Crazy and original but also a bit clunky--had potential for a classic B-movie
14 August 2011 | by (United States) – See all my reviews

Fanfare for a Death Scene (1964)

With a shaky camera start in a bizarre scene in a sanitarium, with people frozen in macabre deaths, we know we are in for something both completely weird and something very low budget. There is a whole slew of well known actors in the cast, including Burgess Meredith (doing an improbable opening crazy scene with a trumpet.

The year (1964) is the height of Cold War movies in the U.S., and this one is actually that, too. The lead character is Mr. Stryker, a businessman played by early television standard Richard Egan. His character is so self-important he can't answer the phone for the Joint Chief of Staff. So it turns out Stryker is also a detective in his spare time, and he has to track down the Meredith character, who is a top physicist.

An amazing cameo by Al Hirt almost justifies everything--the famous trumpeter blows some of the flashiest and smartest ad lib wailing you'll hear on a 1960s horn player. I know. I play trumpet, and there is subtlety and extroverted intensity together in this. One other person worth noting is Viveca Lindfors, who had a strange and varied career, but who was enormously talented at a time when the movie industry was dying, and she ended up going less far than you'd expect. And finally look for Ed Asner in a small appearance.

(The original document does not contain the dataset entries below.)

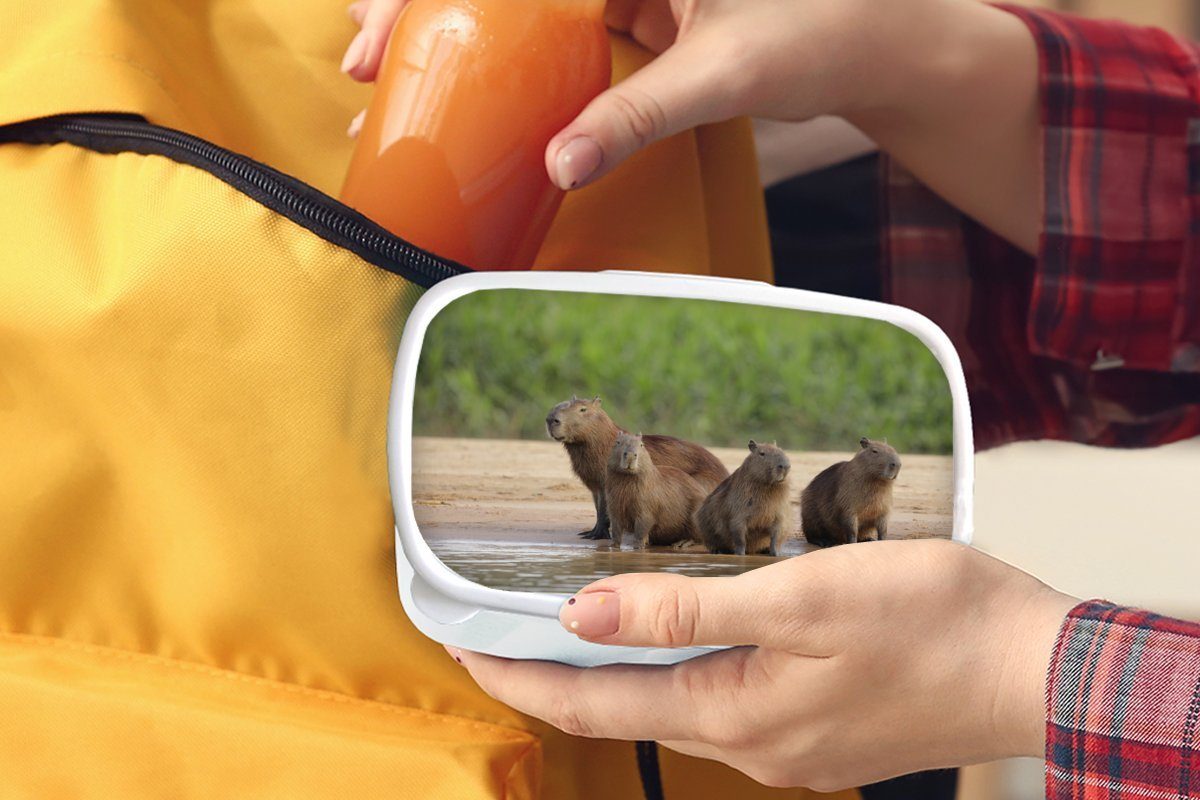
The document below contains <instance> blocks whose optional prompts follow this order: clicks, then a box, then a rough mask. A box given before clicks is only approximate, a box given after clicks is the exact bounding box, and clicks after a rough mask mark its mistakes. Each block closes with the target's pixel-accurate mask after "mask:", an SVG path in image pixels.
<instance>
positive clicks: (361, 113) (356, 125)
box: [346, 109, 367, 139]
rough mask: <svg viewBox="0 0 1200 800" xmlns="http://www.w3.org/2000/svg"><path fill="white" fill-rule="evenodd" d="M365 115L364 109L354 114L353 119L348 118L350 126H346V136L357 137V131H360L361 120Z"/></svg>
mask: <svg viewBox="0 0 1200 800" xmlns="http://www.w3.org/2000/svg"><path fill="white" fill-rule="evenodd" d="M366 115H367V113H366V110H365V109H364V110H361V112H359V113H358V114H355V115H354V119H353V120H350V127H348V128H346V136H348V137H350V138H352V139H356V138H359V133H361V132H362V120H364V118H365V116H366Z"/></svg>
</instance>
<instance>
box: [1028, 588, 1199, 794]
mask: <svg viewBox="0 0 1200 800" xmlns="http://www.w3.org/2000/svg"><path fill="white" fill-rule="evenodd" d="M1046 705H1048V714H1049V717H1048V726H1046V798H1048V800H1102V799H1104V800H1109V799H1111V798H1145V799H1147V800H1158V799H1162V800H1182V799H1183V798H1200V739H1198V730H1196V728H1198V722H1200V625H1198V624H1193V622H1184V621H1181V620H1175V619H1168V618H1164V616H1157V615H1154V614H1151V613H1148V612H1142V610H1135V609H1130V608H1121V607H1118V606H1112V604H1109V603H1105V602H1099V601H1088V602H1085V603H1081V604H1079V606H1078V607H1075V608H1074V609H1073V610H1072V612H1070V614H1069V615H1068V616H1067V621H1066V622H1064V624H1063V627H1062V630H1061V632H1060V634H1058V643H1057V645H1056V648H1055V654H1054V657H1052V660H1051V663H1050V673H1049V682H1048V691H1046Z"/></svg>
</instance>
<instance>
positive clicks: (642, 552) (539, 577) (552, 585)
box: [427, 537, 805, 594]
mask: <svg viewBox="0 0 1200 800" xmlns="http://www.w3.org/2000/svg"><path fill="white" fill-rule="evenodd" d="M427 541H428V545H430V547H431V548H432V549H433V553H434V554H436V555H437V557H438V558H439V559H442V563H443V564H445V565H446V566H448V567H450V569H451V570H454V571H455V572H457V573H458V575H461V576H462V577H464V578H467V579H468V581H472V582H474V583H480V584H482V585H485V587H491V588H493V589H509V590H517V591H548V593H563V594H572V593H575V591H577V590H580V589H582V588H583V587H586V585H587V584H589V583H592V582H593V581H599V579H600V578H607V577H608V576H613V575H623V573H625V572H674V573H678V575H686V576H694V577H712V576H731V575H742V573H743V572H746V571H749V570H754V569H756V567H760V566H767V565H768V564H774V563H775V561H781V560H782V558H772V557H769V555H712V554H708V553H701V552H688V551H674V549H670V548H652V549H648V551H630V549H625V551H617V549H613V547H612V545H611V543H610V542H602V543H598V542H588V541H584V540H578V541H577V542H562V543H559V542H553V543H546V542H510V541H497V540H494V539H492V540H474V539H440V537H438V539H430V540H427ZM804 551H805V545H804V543H802V542H788V545H787V546H786V547H785V549H784V552H785V558H786V557H787V555H798V554H799V553H803V552H804Z"/></svg>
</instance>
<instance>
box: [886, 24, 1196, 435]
mask: <svg viewBox="0 0 1200 800" xmlns="http://www.w3.org/2000/svg"><path fill="white" fill-rule="evenodd" d="M1006 8H1008V10H1009V11H1012V12H1013V13H1015V14H1018V16H1020V17H1021V19H1024V20H1025V22H1026V24H1027V25H1028V26H1030V29H1031V30H1032V31H1033V36H1034V38H1036V40H1037V43H1038V49H1039V52H1040V62H1042V64H1040V66H1042V121H1043V127H1044V138H1043V164H1044V167H1043V173H1044V192H1043V201H1044V207H1045V217H1044V225H1043V235H1042V241H1040V252H1039V253H1038V255H1037V258H1036V259H1034V258H1030V257H1027V255H1026V254H1024V253H1021V252H1020V251H1018V249H1016V248H1014V247H1012V246H1010V245H1008V243H1007V242H1004V241H1002V240H1001V239H998V237H996V236H994V235H991V234H990V233H989V231H986V230H984V229H983V228H982V227H979V225H978V224H976V223H973V222H972V221H970V219H967V218H965V217H962V216H961V215H960V213H958V212H956V211H954V210H953V209H950V207H949V206H948V205H946V204H944V203H942V201H941V200H940V199H938V198H937V197H936V196H934V194H932V193H931V192H930V191H929V190H926V188H924V187H923V186H920V185H919V184H917V182H916V181H913V180H912V179H911V176H908V175H906V174H904V173H902V170H901V169H899V168H898V167H896V166H894V164H890V166H889V170H888V180H887V191H886V193H884V194H886V213H884V219H886V229H884V231H883V242H884V247H883V249H884V254H886V259H884V260H886V265H884V271H883V281H884V299H887V300H890V301H892V302H896V303H899V305H902V306H908V307H911V308H916V309H918V311H920V312H923V313H924V314H926V315H928V317H930V318H931V319H934V320H935V321H937V323H938V324H940V325H941V326H942V327H943V329H946V331H947V333H949V336H950V338H952V339H953V341H954V343H955V344H956V345H958V348H959V353H960V355H961V356H962V361H964V368H965V369H966V373H967V383H968V385H970V387H971V402H972V411H973V414H974V417H976V439H977V446H978V447H979V449H986V447H990V446H995V445H998V444H1004V443H1007V441H1015V440H1021V439H1066V440H1073V441H1081V443H1085V444H1093V445H1109V446H1148V445H1157V444H1164V443H1168V441H1176V440H1180V439H1186V438H1190V437H1195V435H1200V49H1198V48H1196V47H1194V46H1192V44H1189V43H1186V42H1182V41H1178V40H1175V38H1172V37H1170V36H1168V35H1166V34H1164V32H1162V31H1159V30H1153V29H1146V28H1135V26H1132V25H1124V24H1121V23H1112V22H1094V20H1085V19H1079V18H1074V17H1069V16H1063V14H1055V13H1051V12H1044V11H1032V10H1027V8H1015V7H1007V6H1006Z"/></svg>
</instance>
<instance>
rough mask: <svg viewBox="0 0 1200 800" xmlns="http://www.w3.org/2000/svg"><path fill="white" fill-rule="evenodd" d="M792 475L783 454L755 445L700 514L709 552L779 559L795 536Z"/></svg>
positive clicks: (753, 446) (771, 447)
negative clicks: (792, 537) (784, 547)
mask: <svg viewBox="0 0 1200 800" xmlns="http://www.w3.org/2000/svg"><path fill="white" fill-rule="evenodd" d="M791 469H792V463H791V461H788V458H787V453H785V452H784V451H782V450H780V449H779V447H776V446H775V445H761V444H758V443H756V441H755V440H754V439H751V440H750V455H749V456H746V458H745V461H744V462H742V465H740V467H738V468H737V469H736V470H733V474H732V475H730V476H728V477H727V479H725V480H724V481H721V485H720V486H718V487H716V488H715V489H714V491H713V493H712V494H709V495H708V498H707V499H706V500H704V503H702V504H701V506H700V509H698V510H697V511H696V528H697V529H698V530H700V535H701V536H702V539H703V542H704V546H706V547H708V549H709V552H712V553H733V554H736V555H745V554H746V553H751V554H756V553H770V554H772V555H779V552H780V548H781V547H782V545H784V540H785V539H787V536H788V535H790V534H791V531H792V522H791V521H790V517H791V513H792V506H791V504H790V503H788V499H787V494H788V491H787V474H788V473H790V471H791Z"/></svg>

There is even more going on with the camera--odd angles, extreme wide angle, the shaky camera stuff, shifts from normal shooting to surveillance cams, fast moving dollies, on and on. There is a terrific fight scene in a room lit with irregular horizontal lines of light. It's a virtuosic approach that might be thought to be distracting but in fact is part of the craziness that makes this thing work. Or partly work. It's so stylizing and affected it gets almost silly, but then it's also hard edged and original, like a later "Detour" or some other B-movie drama that's become a classic.

"What is it?" a woman asks.

Stryker says, "It's either the mouthpiece for a trumpet...or the end of the world."